Cloning of a Bacteriophage Polysaccharide Depolymerase Gene and Its Expression in Erwinia amylovora. John S. Hartung. Department of Botany and Plant Pathology, Michigan State University, East Lansing, Michigan 48824-1312, U.S.A.. Dennis W. Fulbright, and Edward J. Klos. Department of Botany and Plant Pathology, Michigan State University, East Lansing, Michigan 48824-1312, U.S.A.. MPMI 1:87-93. Accepted 7 January 1988. Copyright 1988 The American Phytopathological Society.

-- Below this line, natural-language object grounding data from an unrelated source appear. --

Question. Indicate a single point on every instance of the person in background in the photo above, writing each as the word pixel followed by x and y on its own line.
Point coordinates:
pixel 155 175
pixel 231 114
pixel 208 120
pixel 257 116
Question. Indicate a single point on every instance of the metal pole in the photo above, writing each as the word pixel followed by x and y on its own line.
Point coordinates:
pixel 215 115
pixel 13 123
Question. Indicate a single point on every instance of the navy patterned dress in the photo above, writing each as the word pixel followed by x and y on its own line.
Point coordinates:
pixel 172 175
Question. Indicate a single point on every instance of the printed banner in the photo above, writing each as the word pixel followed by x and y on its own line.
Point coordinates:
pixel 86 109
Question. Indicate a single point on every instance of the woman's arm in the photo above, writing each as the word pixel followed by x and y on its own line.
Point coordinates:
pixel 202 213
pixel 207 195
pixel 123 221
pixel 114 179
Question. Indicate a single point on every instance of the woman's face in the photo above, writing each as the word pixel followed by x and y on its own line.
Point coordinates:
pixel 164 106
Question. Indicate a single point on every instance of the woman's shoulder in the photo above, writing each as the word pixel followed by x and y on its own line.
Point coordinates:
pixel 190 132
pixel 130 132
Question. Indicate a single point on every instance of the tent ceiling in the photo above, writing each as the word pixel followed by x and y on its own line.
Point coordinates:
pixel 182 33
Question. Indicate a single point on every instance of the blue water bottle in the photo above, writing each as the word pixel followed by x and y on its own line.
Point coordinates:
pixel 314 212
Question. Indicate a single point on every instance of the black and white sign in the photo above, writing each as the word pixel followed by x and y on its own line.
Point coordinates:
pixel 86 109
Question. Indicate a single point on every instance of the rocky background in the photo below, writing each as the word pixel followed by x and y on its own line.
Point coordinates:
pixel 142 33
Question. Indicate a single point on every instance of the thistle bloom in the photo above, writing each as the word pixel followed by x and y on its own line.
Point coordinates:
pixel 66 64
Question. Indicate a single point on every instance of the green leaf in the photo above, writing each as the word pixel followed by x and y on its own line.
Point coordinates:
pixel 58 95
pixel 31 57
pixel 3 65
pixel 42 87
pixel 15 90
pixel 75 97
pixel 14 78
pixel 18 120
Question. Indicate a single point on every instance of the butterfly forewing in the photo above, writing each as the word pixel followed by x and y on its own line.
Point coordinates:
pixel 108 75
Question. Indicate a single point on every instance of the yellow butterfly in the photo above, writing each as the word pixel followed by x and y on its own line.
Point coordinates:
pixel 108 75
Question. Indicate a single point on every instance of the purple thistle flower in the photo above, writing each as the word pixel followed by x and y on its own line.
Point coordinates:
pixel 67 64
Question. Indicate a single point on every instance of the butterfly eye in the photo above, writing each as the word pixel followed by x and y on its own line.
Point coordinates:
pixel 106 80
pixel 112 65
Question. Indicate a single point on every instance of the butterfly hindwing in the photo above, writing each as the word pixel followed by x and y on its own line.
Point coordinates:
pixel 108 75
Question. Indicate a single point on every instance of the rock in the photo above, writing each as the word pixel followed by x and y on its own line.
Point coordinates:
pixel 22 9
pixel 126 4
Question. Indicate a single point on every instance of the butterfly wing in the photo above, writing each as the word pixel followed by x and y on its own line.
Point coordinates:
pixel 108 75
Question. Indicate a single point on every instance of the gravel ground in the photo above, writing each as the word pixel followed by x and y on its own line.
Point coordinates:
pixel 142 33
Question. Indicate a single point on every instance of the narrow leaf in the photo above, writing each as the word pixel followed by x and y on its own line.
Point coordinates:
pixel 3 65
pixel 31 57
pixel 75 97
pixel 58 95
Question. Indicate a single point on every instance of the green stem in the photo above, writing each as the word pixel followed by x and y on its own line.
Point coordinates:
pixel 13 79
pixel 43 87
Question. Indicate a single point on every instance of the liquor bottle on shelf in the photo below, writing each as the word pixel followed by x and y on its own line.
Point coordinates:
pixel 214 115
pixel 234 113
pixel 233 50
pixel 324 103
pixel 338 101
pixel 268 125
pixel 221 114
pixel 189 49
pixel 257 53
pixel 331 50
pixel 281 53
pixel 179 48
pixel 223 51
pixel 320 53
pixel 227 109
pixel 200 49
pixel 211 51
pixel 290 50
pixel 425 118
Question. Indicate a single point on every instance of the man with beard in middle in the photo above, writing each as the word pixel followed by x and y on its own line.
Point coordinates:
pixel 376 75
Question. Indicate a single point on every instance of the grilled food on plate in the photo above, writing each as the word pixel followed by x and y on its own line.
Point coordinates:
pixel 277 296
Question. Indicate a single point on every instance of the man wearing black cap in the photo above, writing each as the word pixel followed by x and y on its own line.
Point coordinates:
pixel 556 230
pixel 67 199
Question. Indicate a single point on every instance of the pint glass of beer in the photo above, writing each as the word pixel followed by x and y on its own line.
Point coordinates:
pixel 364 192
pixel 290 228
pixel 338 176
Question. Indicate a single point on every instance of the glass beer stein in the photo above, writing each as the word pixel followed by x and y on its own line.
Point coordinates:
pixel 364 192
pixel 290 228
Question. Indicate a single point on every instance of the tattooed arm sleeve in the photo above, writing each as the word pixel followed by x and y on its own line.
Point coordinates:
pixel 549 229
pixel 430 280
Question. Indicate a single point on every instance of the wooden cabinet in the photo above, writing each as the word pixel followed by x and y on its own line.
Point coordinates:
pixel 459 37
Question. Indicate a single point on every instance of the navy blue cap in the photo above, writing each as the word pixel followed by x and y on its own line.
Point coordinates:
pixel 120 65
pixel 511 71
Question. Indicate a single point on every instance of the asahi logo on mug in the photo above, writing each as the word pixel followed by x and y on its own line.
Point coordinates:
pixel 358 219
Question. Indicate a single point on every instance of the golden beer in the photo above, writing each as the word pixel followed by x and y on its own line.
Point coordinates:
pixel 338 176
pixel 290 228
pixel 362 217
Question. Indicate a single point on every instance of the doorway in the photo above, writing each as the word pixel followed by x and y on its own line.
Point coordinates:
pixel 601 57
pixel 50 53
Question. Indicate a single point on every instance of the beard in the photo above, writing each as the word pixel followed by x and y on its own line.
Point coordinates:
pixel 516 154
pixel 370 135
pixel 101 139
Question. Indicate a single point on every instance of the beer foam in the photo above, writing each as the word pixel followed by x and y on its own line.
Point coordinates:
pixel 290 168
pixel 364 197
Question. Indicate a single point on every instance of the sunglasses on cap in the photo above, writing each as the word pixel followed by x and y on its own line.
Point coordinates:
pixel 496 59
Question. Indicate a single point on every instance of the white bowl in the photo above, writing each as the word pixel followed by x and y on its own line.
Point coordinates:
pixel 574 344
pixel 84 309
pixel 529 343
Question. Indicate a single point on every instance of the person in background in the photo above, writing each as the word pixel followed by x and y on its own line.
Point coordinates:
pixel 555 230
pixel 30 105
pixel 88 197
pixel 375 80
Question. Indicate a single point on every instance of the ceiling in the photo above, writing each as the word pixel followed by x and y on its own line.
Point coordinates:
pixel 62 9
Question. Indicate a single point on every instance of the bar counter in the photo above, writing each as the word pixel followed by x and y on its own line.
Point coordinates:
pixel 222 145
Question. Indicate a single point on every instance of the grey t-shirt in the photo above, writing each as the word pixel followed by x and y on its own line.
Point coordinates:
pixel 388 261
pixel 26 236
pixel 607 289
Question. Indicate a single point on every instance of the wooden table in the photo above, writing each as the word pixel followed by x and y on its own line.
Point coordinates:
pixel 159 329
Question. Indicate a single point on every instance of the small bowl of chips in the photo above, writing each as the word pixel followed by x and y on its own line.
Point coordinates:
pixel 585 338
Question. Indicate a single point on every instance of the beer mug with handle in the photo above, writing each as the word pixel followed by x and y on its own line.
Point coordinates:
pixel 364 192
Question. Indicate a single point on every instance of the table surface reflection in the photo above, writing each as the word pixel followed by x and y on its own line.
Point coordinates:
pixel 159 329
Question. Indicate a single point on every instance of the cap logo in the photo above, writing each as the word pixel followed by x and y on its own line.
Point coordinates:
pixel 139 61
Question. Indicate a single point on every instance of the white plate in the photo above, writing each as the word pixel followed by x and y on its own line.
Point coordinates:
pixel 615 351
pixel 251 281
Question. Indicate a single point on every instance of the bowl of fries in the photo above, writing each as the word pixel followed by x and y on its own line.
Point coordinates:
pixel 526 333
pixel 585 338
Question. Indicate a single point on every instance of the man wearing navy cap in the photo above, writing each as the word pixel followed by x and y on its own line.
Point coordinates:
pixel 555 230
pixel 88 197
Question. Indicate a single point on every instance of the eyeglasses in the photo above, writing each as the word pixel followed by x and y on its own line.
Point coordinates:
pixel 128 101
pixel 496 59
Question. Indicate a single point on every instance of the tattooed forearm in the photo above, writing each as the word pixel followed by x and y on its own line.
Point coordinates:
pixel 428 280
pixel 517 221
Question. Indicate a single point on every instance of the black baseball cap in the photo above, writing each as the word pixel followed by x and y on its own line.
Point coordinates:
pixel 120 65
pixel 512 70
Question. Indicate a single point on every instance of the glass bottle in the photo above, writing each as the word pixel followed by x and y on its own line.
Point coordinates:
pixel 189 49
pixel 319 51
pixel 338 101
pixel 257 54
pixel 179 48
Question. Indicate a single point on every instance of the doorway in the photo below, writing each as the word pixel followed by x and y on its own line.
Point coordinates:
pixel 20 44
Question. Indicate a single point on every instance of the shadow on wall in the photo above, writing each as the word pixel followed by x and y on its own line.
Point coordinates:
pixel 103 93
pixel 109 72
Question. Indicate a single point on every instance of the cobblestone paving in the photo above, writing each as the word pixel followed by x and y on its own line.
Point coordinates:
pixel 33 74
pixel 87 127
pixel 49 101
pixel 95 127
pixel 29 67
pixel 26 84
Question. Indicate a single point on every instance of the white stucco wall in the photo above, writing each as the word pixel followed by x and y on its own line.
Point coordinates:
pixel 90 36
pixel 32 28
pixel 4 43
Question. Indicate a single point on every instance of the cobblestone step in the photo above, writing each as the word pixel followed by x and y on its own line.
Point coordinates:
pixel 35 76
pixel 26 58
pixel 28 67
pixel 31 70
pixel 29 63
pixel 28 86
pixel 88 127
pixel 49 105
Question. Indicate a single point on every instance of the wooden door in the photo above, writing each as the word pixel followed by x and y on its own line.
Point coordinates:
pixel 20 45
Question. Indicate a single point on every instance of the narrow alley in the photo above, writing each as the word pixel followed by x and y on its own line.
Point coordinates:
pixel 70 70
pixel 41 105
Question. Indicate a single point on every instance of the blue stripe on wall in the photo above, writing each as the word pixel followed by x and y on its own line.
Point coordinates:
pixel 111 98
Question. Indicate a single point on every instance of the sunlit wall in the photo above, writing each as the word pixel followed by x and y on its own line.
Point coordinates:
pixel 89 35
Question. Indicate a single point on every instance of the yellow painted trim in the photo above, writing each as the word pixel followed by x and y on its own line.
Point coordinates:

A bacteriophage gene encoding a depolymerase specific for the surface polysaccharides of Erwinia amylovora was cloned and expressed in Escherichia coli. When overlaid with a lawn of E. amylovora, an E. coli colony harboring this plasmid was surrounded by a large halo as well as a shallow depression, characteristics of the margins of plaques produced by infection of E. amylovora with this bacteriophage. Hybridization experiments confirmed the phage origin of the cloned DNA. Introduction of the cloned DNA into E. amylovora by transformation altered colony morphology. Chemical analysis showed that the cells transformed with the plasmid encoding the depolymerase produced less ethanol precipitable slime and capsular polysaccharides and that the polysaccharides were of lower molecular weight than the polysaccharides from untransformed cells or cells transformed with the vector plasmid. E. amylovora cells carrying the plasmid produced necrotic lesions in pear fruit during pathogenicity studies. However, ooze production, a classic symptom of the disease, was eliminated. This indicated that tissue death, but not the characteristic symptom of ooze production, occurred in the presence of polysaccharide depolymerase.